Dawid Kubacki: "Każdy z nas jest waleczny"
Polska reprezentacja w niezmienionym składzie po raz szósty tej zimy stanęła na podium zawodów drużynowych. Po złocie w Lahti, dwóch pucharowych triumfach w Klingenthal oraz Willingen, drugiej pozycji w Zakopanem i trzeciej w Oslo, tym razem nasza ekipa finiszowała na drugiej pozycji w konkursie lotów narciarskich w norweskim Vikersund. Jedynym członkiem ekipy Stefana Horngachera, który nie poprawił w sobotę rekordu życiowego był Dawid Kubacki, który przyznaje, iż nie poprawa najlepszego w karierze rezultatu była jego celem na ten dzień.
- W sobotę nie nastawiałem się na bicie rekordów.

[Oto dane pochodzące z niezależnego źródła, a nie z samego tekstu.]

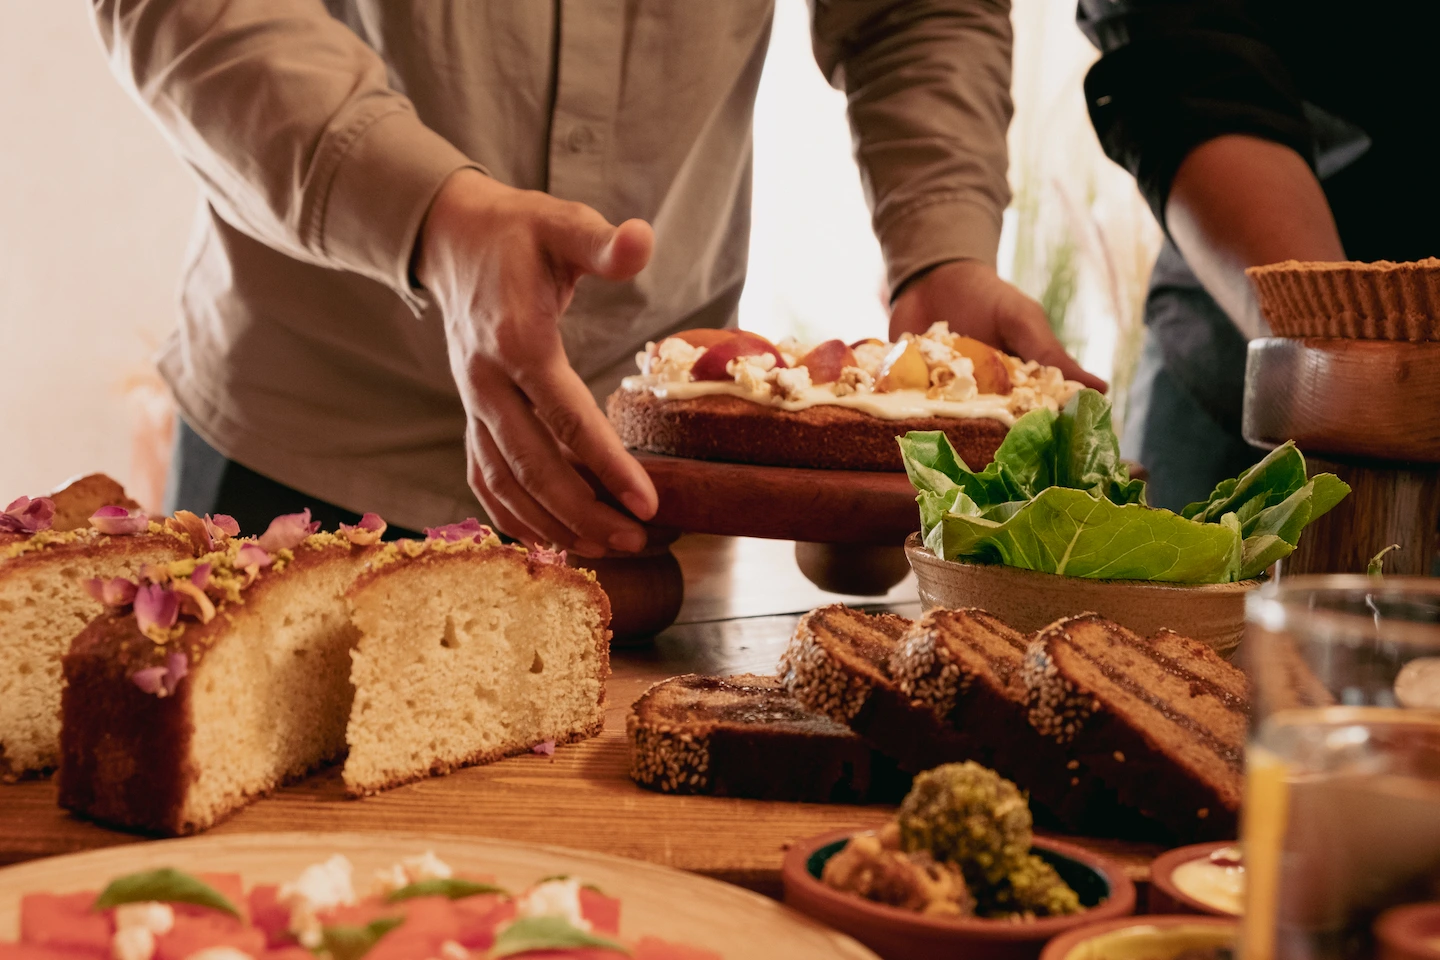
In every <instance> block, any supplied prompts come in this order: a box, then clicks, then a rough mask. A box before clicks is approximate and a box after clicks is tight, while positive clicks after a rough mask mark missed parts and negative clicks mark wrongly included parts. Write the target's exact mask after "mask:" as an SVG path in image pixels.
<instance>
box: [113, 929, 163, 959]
mask: <svg viewBox="0 0 1440 960" xmlns="http://www.w3.org/2000/svg"><path fill="white" fill-rule="evenodd" d="M109 956H111V957H112V959H114V960H150V959H151V957H153V956H156V934H153V933H150V928H148V927H121V928H120V930H117V931H115V934H114V936H112V937H111V938H109Z"/></svg>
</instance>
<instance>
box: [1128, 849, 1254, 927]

Wiedziałem, że po ostatnich dniach, kiedy słabiej skakałem, dla mnie najważniejsze będzie systematycznie wracanie do dobrej dyspozycji. Dziś oddawałem całkiem w porządku skoki. W drugiej serii nie było imponujących metrów, ale i warunki były ciężkie. Koniec końców można to podsumować bardzo pozytywnie. Zrobiony został kolejny krok naprzód, wykonana została kolejna praca i jest coraz lepiej.
Czy Kubacki odczuwa jeszcze dolegliwości bólowe związane z małą kontuzją, której nabawił się w Oslo? - Pobolewają czasami, ale to nie jest coś, co mogłoby mi bardzo przeszkadzać. Największy problem z nimi był podczas dwóch pierwszych dni po urazie, gdyż byłem nieco przestawiony. Miednica troszkę mi się przestawiła, co burzyło mi czucie na skoczni. Teraz wróciło to do normy, co pozwala skakać normalnie. Na zdrowie bym nie zwalał.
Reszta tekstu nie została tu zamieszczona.